The question wasn’t a softball. “What do you think you did right, and what would you do differently, given the same circumstances,” Starr asked Giuliani about his response to the attacks on the World Trade Center on Sept. 11, 2001.
With what was clearly a heavy heart, Giuliani said he thought he handled the terrorist attack as well as possible given the circumstances. New York had been attacked before that day – albeit on a much smaller scale – so the city knew how to handle emergencies but Giuliani said he would strengthen his response and beef up everything he did. Saying that being prepared for the unexpected is a critical skill for any leader, Giuliani also credited his faith with helping him get through all of those events in one piece.
Starr asked Giuliani – who ran for president in 2012 — what his foreign policy would be if he were in the White House today. The former mayor spent a lot of time on this important question, elaborating on what he’d do if he were president and what he thought President Barack Obama — has done wrong during his time in office.
“The Iran agreement (that Obama is trying to push through Congress) would be out of the question if I were President today,” he said, adding that he believes the United States is in worse shape now than we were before we went into Iraq and Iran in the first place.
Giuliani said he is a firm believer in the importance of America’s worldwide supremacy, explaining that the country is in no way protected if we have a president that people outside the United States are not and will never be scared of. He also said he strongly disagrees with President Obama’s decision to pull all of the troops from Iraq and Afghanistan.
“We need to occupy the areas where people are trying to leave and come here to kill us,” he said. “Having a timetable is ‘stupid;’ you fight a war because there is a threat to you and the war does not end until the threat no longer exists.”
Giuliani did an exceptional job throughout the program of keeping the audience engaged, whether he was cracking a joke about our President or talking about something wrong that he did.
Ken Starr closed the night by allowing the audience to ask a few questions before dismissal. Giuliani’s favorite of these select questions was apparent: “Tell us your fondest memory of Yogi Berra.”
The question clearly moved Giuliani, who is well-known for his love of the New York Yankees and as a personal friend of Berra, who passed away Sept. 22. A catcher himself during his youth, Giuliani spoke of his admiration of Berra’s catching ability and told a number of personal stories about the beloved Yankees player.

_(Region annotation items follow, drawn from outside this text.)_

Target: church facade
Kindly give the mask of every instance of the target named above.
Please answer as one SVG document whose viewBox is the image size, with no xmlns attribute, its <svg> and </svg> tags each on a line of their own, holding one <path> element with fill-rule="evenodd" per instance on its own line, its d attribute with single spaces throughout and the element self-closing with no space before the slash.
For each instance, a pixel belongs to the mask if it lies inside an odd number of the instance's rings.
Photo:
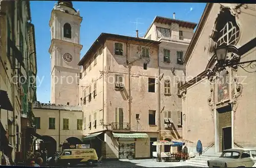
<svg viewBox="0 0 256 168">
<path fill-rule="evenodd" d="M 205 153 L 256 146 L 255 15 L 253 4 L 207 4 L 186 53 L 182 136 Z"/>
</svg>

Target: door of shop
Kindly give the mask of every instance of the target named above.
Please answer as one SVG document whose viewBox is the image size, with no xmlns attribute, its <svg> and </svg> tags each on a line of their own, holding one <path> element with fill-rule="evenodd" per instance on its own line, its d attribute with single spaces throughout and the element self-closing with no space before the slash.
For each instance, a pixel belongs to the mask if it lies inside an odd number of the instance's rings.
<svg viewBox="0 0 256 168">
<path fill-rule="evenodd" d="M 119 159 L 135 158 L 135 143 L 119 143 Z"/>
</svg>

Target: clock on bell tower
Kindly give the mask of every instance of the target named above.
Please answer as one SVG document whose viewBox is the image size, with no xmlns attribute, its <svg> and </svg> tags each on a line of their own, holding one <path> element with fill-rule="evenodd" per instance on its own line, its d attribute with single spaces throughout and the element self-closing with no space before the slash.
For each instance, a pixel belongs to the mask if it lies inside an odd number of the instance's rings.
<svg viewBox="0 0 256 168">
<path fill-rule="evenodd" d="M 71 1 L 58 1 L 52 10 L 51 30 L 51 103 L 77 105 L 80 72 L 77 63 L 82 17 Z"/>
</svg>

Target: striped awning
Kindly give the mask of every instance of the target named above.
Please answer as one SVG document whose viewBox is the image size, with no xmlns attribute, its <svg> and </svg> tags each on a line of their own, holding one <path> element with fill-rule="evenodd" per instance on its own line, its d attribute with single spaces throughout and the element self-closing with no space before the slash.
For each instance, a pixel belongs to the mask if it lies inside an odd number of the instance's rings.
<svg viewBox="0 0 256 168">
<path fill-rule="evenodd" d="M 148 135 L 145 133 L 119 133 L 112 132 L 114 137 L 123 137 L 130 138 L 146 138 Z"/>
<path fill-rule="evenodd" d="M 153 145 L 173 145 L 174 143 L 168 141 L 158 141 L 154 142 Z"/>
</svg>

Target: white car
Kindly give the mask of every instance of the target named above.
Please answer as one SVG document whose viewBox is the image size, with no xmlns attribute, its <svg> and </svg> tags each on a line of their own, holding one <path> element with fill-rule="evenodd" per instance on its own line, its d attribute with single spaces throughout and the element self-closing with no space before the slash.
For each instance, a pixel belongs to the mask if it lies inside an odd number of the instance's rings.
<svg viewBox="0 0 256 168">
<path fill-rule="evenodd" d="M 221 156 L 207 161 L 209 167 L 251 167 L 256 163 L 256 149 L 230 149 L 222 151 Z"/>
</svg>

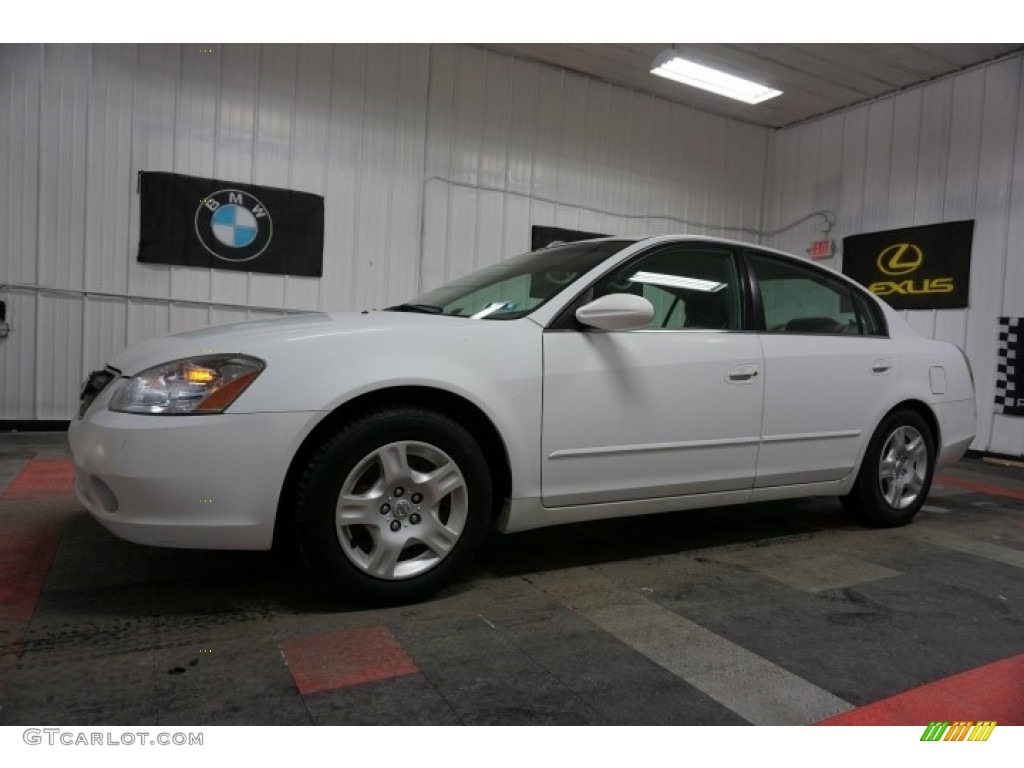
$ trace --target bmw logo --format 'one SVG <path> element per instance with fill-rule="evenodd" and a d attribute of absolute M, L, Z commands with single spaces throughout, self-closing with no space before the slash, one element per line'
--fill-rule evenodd
<path fill-rule="evenodd" d="M 224 261 L 251 261 L 270 245 L 273 222 L 257 198 L 241 189 L 219 189 L 196 209 L 196 236 Z"/>

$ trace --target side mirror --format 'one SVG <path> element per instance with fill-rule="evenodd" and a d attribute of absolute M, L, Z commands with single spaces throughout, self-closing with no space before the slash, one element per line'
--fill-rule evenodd
<path fill-rule="evenodd" d="M 634 331 L 654 317 L 654 305 L 643 296 L 611 293 L 577 309 L 577 319 L 602 331 Z"/>

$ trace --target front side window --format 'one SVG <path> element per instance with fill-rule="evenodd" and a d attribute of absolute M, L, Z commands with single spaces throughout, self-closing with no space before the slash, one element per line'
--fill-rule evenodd
<path fill-rule="evenodd" d="M 740 296 L 735 260 L 726 248 L 669 246 L 601 280 L 594 298 L 611 293 L 643 296 L 654 306 L 650 330 L 735 331 Z"/>
<path fill-rule="evenodd" d="M 866 300 L 843 281 L 782 259 L 752 254 L 765 330 L 771 333 L 878 335 Z"/>
<path fill-rule="evenodd" d="M 587 241 L 524 253 L 388 310 L 515 319 L 534 311 L 577 278 L 631 245 L 628 240 Z"/>

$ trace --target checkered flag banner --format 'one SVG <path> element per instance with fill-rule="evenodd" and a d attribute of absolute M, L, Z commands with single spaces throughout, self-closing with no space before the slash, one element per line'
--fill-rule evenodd
<path fill-rule="evenodd" d="M 1024 416 L 1024 317 L 999 317 L 995 412 Z"/>

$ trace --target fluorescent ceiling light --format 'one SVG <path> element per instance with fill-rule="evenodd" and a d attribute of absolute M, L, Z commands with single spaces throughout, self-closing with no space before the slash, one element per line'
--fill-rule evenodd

The final question of the night was “What is the best advice you have ever received?” Giuliani told the audience the story of his father being a very good boxer who had to stop fighting because he had terrible eyesight. Despite that, his father still had a passion for the sport and passed his love on to his son at Madison Square Garden on the night that Muhammad Ali fought Joe Frazier. After the fight, Giuliani’s father told him, “You only find out if a man is a good boxer when he gets knocked out. The way Ali got hit, got up, and then fought through the 15th round – he has the heart of a champion.”
The message: Pursue your dreams and if you get knocked down, learn from it.
Reagan Starr of Tyler is a sophomore at Baylor majoring in corporate communications with a minor in political science. He is not related to Baylor President Ken Starr, but is the son of former BAA President Keith Starr.